Running the below testing script (__test.py
) by :
python __test.py configs/train_gata_gtf_rl.yaml
from agent import Agent
import generic
import evaluate
import reinforcement_learning_dataset
def test():
config = generic.load_config()
agent = Agent(config)
output_dir = "."
data_dir = "."
# make game environments
requested_infos = agent.select_additional_infos()
games_dir = "./"
eval_env, num_eval_game = reinforcement_learning_dataset.get_evaluation_game_env(games_dir + config['rl']['data_path'],
3, # difficulty level
requested_infos,
agent.eval_max_nb_steps_per_episode,
agent.eval_batch_size,
valid_or_test="test")
agent.load_pretrained_model(data_dir + "/gtf_text_lv1.pt.pt", load_partial_graph=False)
eval_game_points, eval_game_points_normalized, eval_game_step, _, detailed_scores = evaluate.evaluate(eval_env, agent, num_eval_game)
print(eval_game_points, eval_game_points_normalized, eval_game_step)

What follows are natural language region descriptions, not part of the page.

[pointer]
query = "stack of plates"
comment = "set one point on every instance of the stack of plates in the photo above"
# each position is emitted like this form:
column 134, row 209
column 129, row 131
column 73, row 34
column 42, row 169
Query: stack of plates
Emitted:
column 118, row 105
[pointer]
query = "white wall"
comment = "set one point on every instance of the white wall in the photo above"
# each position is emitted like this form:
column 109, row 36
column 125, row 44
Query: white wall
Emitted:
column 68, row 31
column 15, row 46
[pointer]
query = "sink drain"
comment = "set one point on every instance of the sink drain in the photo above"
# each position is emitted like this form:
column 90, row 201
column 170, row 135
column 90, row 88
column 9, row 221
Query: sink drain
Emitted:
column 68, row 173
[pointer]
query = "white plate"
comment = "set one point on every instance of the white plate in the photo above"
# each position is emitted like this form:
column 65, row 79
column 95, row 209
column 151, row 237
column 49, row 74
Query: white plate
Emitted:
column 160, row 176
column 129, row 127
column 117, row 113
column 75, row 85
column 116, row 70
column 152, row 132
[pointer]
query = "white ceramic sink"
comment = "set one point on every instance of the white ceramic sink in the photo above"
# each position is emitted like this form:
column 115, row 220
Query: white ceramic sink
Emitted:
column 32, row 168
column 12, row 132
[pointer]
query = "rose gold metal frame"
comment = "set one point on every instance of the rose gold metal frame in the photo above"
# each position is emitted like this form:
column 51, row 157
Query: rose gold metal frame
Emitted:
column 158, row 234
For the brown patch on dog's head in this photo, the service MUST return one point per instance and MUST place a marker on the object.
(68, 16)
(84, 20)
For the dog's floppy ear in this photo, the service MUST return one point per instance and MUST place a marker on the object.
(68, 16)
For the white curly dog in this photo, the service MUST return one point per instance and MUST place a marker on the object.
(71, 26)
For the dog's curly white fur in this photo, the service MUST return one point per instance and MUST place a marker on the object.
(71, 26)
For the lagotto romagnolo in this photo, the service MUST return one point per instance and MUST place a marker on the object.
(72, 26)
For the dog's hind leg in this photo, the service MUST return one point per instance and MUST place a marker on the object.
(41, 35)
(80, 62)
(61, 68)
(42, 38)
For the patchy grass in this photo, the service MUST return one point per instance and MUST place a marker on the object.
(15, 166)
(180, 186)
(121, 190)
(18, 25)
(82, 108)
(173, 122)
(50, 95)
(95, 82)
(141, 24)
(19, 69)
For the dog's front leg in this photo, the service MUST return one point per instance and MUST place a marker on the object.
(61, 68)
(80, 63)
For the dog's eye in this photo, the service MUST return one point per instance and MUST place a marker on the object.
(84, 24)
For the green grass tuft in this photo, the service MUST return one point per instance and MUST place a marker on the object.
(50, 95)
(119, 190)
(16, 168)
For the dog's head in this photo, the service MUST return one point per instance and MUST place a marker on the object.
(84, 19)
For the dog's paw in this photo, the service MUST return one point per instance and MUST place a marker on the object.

if __name__ == '__main__':
test()
I got the below scores:
EVAL: rewards: 3.700 | normalized reward: 0.925 | used steps: 7.700
game name: 3ZMbUk7oiJW3sav6iQ0Yd, reward: 4.000, normalized reward: 1.000, steps: 10.000
game name: ZW9Eu55OC3MbHvn1hD0XJ, reward: 4.000, normalized reward: 1.000, steps: 6.000
game name: 2OyWcRqouyb5HLbaHLOJ, reward: 4.000, normalized reward: 1.000, steps: 18.000
game name: pE1dCOXKi7B7Fq0YSOPD, reward: 4.000, normalized reward: 1.000, steps: 6.000
game name: a6EdHb3bimbjuqaaIrag, reward: 4.000, normalized reward: 1.000, steps: 18.000
game name: DK38HLJVtRRyi3d7t2DXZ, reward: 4.000, normalized reward: 1.000, steps: 6.000
game name: BGbRCRVDsM3Lt71mho5N6, reward: 4.000, normalized reward: 1.000, steps: 8.000
game name: 0nQyHWbvh6dXFPmhLKX, reward: 4.000, normalized reward: 1.000, steps: 6.000
game name: PB3dhaRmhbZ5C6ERCeED, reward: 4.000, normalized reward: 1.000, steps: 8.000
game name: r69eHo3vFnk6srk2soaB, reward: 4.000, normalized reward: 1.000, steps: 10.000
game name: qnxpTadcKEKHqyeixvK, reward: 1.000, normalized reward: 0.250, steps: 4.000
game name: Y8oktyOLCkBLTglqh7pJN, reward: 4.000, normalized reward: 1.000, steps: 5.000
game name: QZ7WiY3bF36Jt7jbiKog, reward: 4.000, normalized reward: 1.000, steps: 7.000
game name: QY9MSo7dhR0YhX73FNOE3, reward: 4.000, normalized reward: 1.000, steps: 8.000
game name: O7yoUjMDtn8pSQK8IYYr, reward: 1.000, normalized reward: 0.250, steps: 5.000
game name: 0vYxsEKdIW0VIMx2SJnO, reward: 4.000, normalized reward: 1.000, steps: 8.000
game name: rNyeUk5rU5Mbcbk1cdvnV, reward: 4.000, normalized reward: 1.000, steps: 5.000
game name: ZO5gUy8LC2ejHRO9irkB, reward: 4.000, normalized reward: 1.000, steps: 5.000
game name: E0qyI5kvcjbjUBj2SOqj, reward: 4.000, normalized reward: 1.000, steps: 6.000
game name: adleiR2mfoMJCKr9CYgg, reward: 4.000, normalized reward: 1.000, steps: 5.000
It is clear that as you mentioned, the train/valid/test sets are too small so that the distribution shift may be a non negligible problem, but It's also nice to re-confirm the testing scores are not obtained by bug. We plan to provide a full set of experiment checkpoints we used to produce the testing scores at neurips in the near future.
@xingdi-eric-yuan I tried the provided checkpoint and got the same result with you. But how to use the current codes to train such a checkpoint is still unclear to me. It seems a little bit luck is needed.
And I am glad to see you can release the checkpoints in the near future. Thank you so much and looking forward to it!
@tongzhoumu thank you for reporting this issue, I'll close it for now and let you know when we release the checkpoints.